Wie stark der Konformitätsdruck für Schulen ist, die etwas anderes ausprobieren, wie wenig etabliert eine Schulpolitik ist, die pädagogische Innovation nicht bloß anregt und sich dann selbst überlässt, sondern sie gezielt begleitet und fördert, zeigt sich auch daran, dass die meisten Modellversuche sogar Jahre nach Start nicht auf Wirkungsweise und Wirksamkeit überprüft werden, obwohl sie als Versuchsschulen gelten. Eis Schoul wurde wiederholt von Experten begutachtet, aber eine solide Studie, die Aufschluss darüber gibt, welche Praktiken sich wie auf die Schüler auswirken, liegt bis heute nicht vor. Selbst da, wo es Belege gibt, dass Neuerungen den Unterricht verbessern, wie bei den Proci-Schulen, sind Argwohn und Missgunst oft groß, so dass der Erfolg ignoriert wird – bei anderen Lehrern und vor allem von Gewerkschaften, die Mehraufwand befürchten,
Der Anpassungsdruck besteht erst recht im legislativen „Normalisierungs“-Prozess: Da stehen dann plötzlich pädagogische Leitideen in Frage, die Identität und Daseinsberichtigung der Schule ausmach(t)en. So geschehen beim Gesetz zum Lycée Ermesinde, dessen Motivenbericht in wirtschaftsliberalem Jargon daherkommt und wo Noten kein Tabu mehr scheinen. Dabei war die formative, prozessorientierte Bewertung der Schüler aufgrund von Portfolios, Projektarbeit und einer von schulinternen und externen Experten gesetzten Jury einst Herzstück der damals Neie Lycée genannten Sekundar-Versuchsschule. Was die Autoren zu dem Paradigmenwechsel veranlasst, lässt sich für Außenstehende im Text selbst nicht nachvollziehen.
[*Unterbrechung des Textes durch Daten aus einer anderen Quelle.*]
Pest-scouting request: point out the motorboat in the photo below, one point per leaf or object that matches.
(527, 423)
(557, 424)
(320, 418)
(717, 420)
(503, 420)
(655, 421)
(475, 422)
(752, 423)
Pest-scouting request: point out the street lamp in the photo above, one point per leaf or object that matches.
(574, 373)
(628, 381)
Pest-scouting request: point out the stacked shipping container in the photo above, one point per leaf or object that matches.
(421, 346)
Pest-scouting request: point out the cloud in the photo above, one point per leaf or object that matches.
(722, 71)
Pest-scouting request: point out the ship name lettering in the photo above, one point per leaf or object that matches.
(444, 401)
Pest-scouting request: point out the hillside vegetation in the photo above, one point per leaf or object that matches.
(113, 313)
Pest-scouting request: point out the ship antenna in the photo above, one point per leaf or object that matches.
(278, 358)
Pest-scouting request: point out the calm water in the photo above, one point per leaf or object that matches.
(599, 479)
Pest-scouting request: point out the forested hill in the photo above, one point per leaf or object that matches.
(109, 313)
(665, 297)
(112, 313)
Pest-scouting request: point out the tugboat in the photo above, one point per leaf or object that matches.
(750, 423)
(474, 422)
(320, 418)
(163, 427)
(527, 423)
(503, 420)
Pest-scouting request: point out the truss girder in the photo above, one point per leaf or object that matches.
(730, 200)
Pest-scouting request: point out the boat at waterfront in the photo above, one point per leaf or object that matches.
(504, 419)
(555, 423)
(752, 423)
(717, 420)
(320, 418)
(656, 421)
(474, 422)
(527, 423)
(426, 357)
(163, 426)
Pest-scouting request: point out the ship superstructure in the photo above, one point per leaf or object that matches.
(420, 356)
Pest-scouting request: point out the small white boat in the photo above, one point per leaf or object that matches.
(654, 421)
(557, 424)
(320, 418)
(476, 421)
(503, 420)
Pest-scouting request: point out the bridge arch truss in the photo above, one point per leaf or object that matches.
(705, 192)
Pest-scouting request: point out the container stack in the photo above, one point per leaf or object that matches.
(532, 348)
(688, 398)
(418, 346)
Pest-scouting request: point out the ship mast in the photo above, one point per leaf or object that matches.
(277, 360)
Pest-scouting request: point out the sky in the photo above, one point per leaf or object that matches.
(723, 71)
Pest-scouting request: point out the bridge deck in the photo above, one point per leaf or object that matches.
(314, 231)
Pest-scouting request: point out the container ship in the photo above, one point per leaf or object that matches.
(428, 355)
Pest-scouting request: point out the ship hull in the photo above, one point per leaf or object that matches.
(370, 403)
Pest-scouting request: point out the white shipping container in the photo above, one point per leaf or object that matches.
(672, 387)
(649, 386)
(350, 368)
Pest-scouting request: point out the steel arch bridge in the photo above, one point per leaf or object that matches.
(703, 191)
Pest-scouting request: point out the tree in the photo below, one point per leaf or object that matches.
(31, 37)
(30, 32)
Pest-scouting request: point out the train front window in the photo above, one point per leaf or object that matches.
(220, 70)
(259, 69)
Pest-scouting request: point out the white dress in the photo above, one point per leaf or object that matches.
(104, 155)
Nicht selten sind regulatorische „Anpassungen“ eng verbunden mit Aspekten zum Personalstatut, also mit direkten oder indirekten Kosten. Ausnahmen von der Regel, die im Rahmen der Pilotphase gewährt wurden, sollen beschnitten werden. Mag sein, dass es dafür gute pädagogische Gründe gibt, schließlich ist das Ziel von Schulentwicklung, Praktiken zu verbessern und dauerhaft im Schulalltag umzusetzen. Aber manche Änderungen kosten eben. Bei der Vorstellung des Entwurfs von 2015 hatten Bidungsminister Claude Meisch und sein Beamter noch betont, Eis Schoul habe zwei bis drei Mal so viele Freistellungen wie herkömmliche Grundschulen. Bildungsexperten betonen seit langem, dass Inklusion, zu der Luxemburg laut UN-Behindertenrechtskonvention ohnehin verpflichtet ist, nicht zum Nulltarif zu haben ist. Das hat Meisch inzwischen verstanden und angekündigt, 150 zusätzliche Spezialkräfte einzustellen.
Auf jeden Fall sollten Ressourcen und Reformansätze, wenn der Staat denn wirklich mehr alternative Schulangebote will, nicht ohne Rücksprache mit der jeweiligen Einrichtung in Frage gestellt werden, wie bei Eis Schoul geschehen. Innovation gehört professionell begleitet. Bis heute gibt es kein Netzwerk, wo Erfahrungen mit Alternativen systematisch ausgetauscht und vom Ministerium ausgewertet werden. Übrigens bestehen an der Uni Luxemburg Pläne, eine wissenschaftlich begleitete Laborschule einzurichten. Sollte jemals ein Rahmengesetz kommen, könnte sie vielleicht das Tageslicht erblicken. So aber, bei der erheblichen Rechts- und Ressourcenunsicherheit, mit der sich Schulen wie Eis Schoul oder die Jean-Jaurès in Esch alle Jahre wieder konfrontiert sehen, ist die unterschwellige Botschaft nicht innovationsfreundlich. Sondern das glatte Gegenteil.